My guess is that 90 percent of those who saw the title of this article got a smile on their face, nodded their heads and couldn’t wait to open it to see why I think Dave Ramsey is an idiot.
The reason I wrote this piece is because one of the advisors who reads my articles, Thomas De Jong, wrote a nice mini-summary of some of the problems with Dave’s advice. I thought his summary was quite interesting and something you might want to use if you ever have a client suggest to you that Dave actually does know how to give proper financial advice.
To download Thomas’s 17-page summary, please click here
Do I think Dave Ramsey is an idiot?
That’s a tough call. Do I agree with the advice he gives? No. But he’s one of those people who you might describe as “one of the richest idiots I know.” He is a marketing machine, and I’m sure he’s made more money than 99.9 percent of the advisors reading this article, as well as the author of this article.
Is “pay off all your debt” a good idea?
This is Dave’s number one helpful tip for most people who call into his radio show. Is paying off credit card debt at non-deductible interest rates of between 8 percent to 15 percent+ a good idea? Sure, even a real idiot knows that. Is paying off your home loan a good idea —something Dave tells seemingly everyone to do? No. It’s a terrible idea if you have the discipline to use the money you could allocate to pay down the mortgage to grow wealth in a tax-favorable manner somewhere else. Keep in mind that I’ve written two books on mortgage debt.
Do I agree with Dave’s position on college planning?
Not even close.
The following is a quote from his website: “The best way to save for college is with education savings accounts (ESAs) and 529 plans." Need I say more?
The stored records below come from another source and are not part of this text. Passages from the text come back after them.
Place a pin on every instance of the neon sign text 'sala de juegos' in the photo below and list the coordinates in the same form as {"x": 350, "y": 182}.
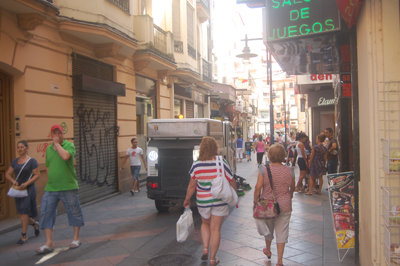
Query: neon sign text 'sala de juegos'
{"x": 299, "y": 20}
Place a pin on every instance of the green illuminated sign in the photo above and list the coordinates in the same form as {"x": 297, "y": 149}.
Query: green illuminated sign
{"x": 296, "y": 18}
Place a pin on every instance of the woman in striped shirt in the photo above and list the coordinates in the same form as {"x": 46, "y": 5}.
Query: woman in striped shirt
{"x": 212, "y": 210}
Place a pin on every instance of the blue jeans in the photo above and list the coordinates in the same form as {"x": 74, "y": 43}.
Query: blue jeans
{"x": 135, "y": 171}
{"x": 48, "y": 208}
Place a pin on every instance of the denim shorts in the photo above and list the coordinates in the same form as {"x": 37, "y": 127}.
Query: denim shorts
{"x": 48, "y": 208}
{"x": 135, "y": 171}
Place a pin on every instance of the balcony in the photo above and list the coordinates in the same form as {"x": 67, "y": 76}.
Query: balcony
{"x": 191, "y": 52}
{"x": 178, "y": 47}
{"x": 206, "y": 71}
{"x": 156, "y": 45}
{"x": 203, "y": 10}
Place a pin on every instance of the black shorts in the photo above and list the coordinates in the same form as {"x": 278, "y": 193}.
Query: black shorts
{"x": 302, "y": 164}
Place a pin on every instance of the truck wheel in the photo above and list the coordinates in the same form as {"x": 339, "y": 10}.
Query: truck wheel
{"x": 161, "y": 205}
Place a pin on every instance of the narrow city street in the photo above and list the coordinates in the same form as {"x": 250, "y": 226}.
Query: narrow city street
{"x": 126, "y": 230}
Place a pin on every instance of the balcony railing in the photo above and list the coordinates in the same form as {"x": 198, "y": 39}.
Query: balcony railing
{"x": 205, "y": 3}
{"x": 160, "y": 39}
{"x": 191, "y": 51}
{"x": 152, "y": 36}
{"x": 178, "y": 47}
{"x": 122, "y": 4}
{"x": 207, "y": 71}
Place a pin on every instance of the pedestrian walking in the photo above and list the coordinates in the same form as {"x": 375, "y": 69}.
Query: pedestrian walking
{"x": 239, "y": 148}
{"x": 62, "y": 185}
{"x": 317, "y": 165}
{"x": 283, "y": 186}
{"x": 212, "y": 210}
{"x": 26, "y": 172}
{"x": 302, "y": 161}
{"x": 248, "y": 145}
{"x": 333, "y": 151}
{"x": 260, "y": 148}
{"x": 135, "y": 154}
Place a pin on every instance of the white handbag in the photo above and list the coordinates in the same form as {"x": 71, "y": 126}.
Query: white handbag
{"x": 14, "y": 192}
{"x": 220, "y": 187}
{"x": 184, "y": 226}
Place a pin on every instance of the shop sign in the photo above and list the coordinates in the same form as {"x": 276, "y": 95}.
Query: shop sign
{"x": 315, "y": 79}
{"x": 321, "y": 98}
{"x": 288, "y": 19}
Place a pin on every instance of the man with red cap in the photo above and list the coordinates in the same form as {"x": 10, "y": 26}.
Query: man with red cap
{"x": 62, "y": 184}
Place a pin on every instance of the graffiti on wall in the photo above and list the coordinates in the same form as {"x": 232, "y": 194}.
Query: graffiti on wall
{"x": 96, "y": 146}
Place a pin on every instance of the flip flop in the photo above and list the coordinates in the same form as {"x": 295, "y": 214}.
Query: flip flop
{"x": 36, "y": 228}
{"x": 204, "y": 256}
{"x": 266, "y": 254}
{"x": 75, "y": 244}
{"x": 214, "y": 262}
{"x": 45, "y": 249}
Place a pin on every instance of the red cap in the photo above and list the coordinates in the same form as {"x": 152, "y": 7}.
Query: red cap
{"x": 57, "y": 126}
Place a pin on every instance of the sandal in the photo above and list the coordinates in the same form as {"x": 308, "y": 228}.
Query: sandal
{"x": 36, "y": 228}
{"x": 45, "y": 249}
{"x": 266, "y": 253}
{"x": 75, "y": 244}
{"x": 204, "y": 256}
{"x": 214, "y": 262}
{"x": 22, "y": 240}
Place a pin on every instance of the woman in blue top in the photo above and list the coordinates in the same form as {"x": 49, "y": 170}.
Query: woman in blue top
{"x": 27, "y": 171}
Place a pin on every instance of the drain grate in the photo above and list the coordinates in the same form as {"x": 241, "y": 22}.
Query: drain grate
{"x": 170, "y": 259}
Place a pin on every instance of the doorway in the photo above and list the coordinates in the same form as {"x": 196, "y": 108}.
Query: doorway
{"x": 6, "y": 140}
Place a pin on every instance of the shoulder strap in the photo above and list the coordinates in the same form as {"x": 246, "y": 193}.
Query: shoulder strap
{"x": 22, "y": 169}
{"x": 270, "y": 180}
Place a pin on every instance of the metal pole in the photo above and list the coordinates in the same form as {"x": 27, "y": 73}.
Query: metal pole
{"x": 284, "y": 106}
{"x": 271, "y": 103}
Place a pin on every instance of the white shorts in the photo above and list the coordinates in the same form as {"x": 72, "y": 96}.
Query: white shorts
{"x": 239, "y": 153}
{"x": 280, "y": 225}
{"x": 216, "y": 211}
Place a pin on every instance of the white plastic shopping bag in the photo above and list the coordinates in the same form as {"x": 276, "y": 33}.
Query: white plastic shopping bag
{"x": 220, "y": 187}
{"x": 184, "y": 226}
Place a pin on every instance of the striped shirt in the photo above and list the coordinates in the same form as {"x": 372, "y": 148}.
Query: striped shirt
{"x": 204, "y": 172}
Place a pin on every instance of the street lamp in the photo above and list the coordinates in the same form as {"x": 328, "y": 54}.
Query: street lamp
{"x": 246, "y": 55}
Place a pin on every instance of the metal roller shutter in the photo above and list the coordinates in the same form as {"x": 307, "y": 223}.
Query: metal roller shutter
{"x": 95, "y": 134}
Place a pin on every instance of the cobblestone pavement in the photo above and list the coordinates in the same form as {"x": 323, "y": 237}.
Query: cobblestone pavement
{"x": 125, "y": 230}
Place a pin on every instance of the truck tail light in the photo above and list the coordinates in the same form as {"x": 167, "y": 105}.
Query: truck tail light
{"x": 152, "y": 185}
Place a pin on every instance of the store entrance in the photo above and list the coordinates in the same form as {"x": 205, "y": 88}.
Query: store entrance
{"x": 6, "y": 151}
{"x": 323, "y": 117}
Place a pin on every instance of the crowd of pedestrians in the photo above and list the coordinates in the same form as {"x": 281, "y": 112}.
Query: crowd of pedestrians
{"x": 62, "y": 185}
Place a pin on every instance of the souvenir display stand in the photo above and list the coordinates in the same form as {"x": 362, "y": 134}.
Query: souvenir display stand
{"x": 341, "y": 198}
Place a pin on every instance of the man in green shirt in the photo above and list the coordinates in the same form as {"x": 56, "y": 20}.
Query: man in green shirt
{"x": 61, "y": 185}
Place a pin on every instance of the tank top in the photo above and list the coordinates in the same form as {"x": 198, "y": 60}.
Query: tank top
{"x": 299, "y": 154}
{"x": 260, "y": 146}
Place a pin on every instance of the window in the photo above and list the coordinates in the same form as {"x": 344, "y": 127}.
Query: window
{"x": 190, "y": 25}
{"x": 264, "y": 114}
{"x": 198, "y": 110}
{"x": 122, "y": 4}
{"x": 178, "y": 107}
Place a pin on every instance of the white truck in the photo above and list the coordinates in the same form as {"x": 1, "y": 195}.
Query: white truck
{"x": 173, "y": 145}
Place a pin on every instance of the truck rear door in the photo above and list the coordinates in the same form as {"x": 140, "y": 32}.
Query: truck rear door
{"x": 174, "y": 170}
Advice for lower-income clients
If you’ve ever listened to Dave’s radio show or taken a close look at his seven steps to financial peace, it’s clear that he is mainly focused on giving advice to lower-income clients who often lack financial discipline. His target audience is largely made up of heavy credit card users who don’t understand the concept of saving. For them, maybe Dave’s advice is not terrible; but for middle-to-upper-income clients, Dave’s advice makes little sense.
Thanks again to Thomas De Jong for allowing me to offer his summary of Dave’s advice to readers.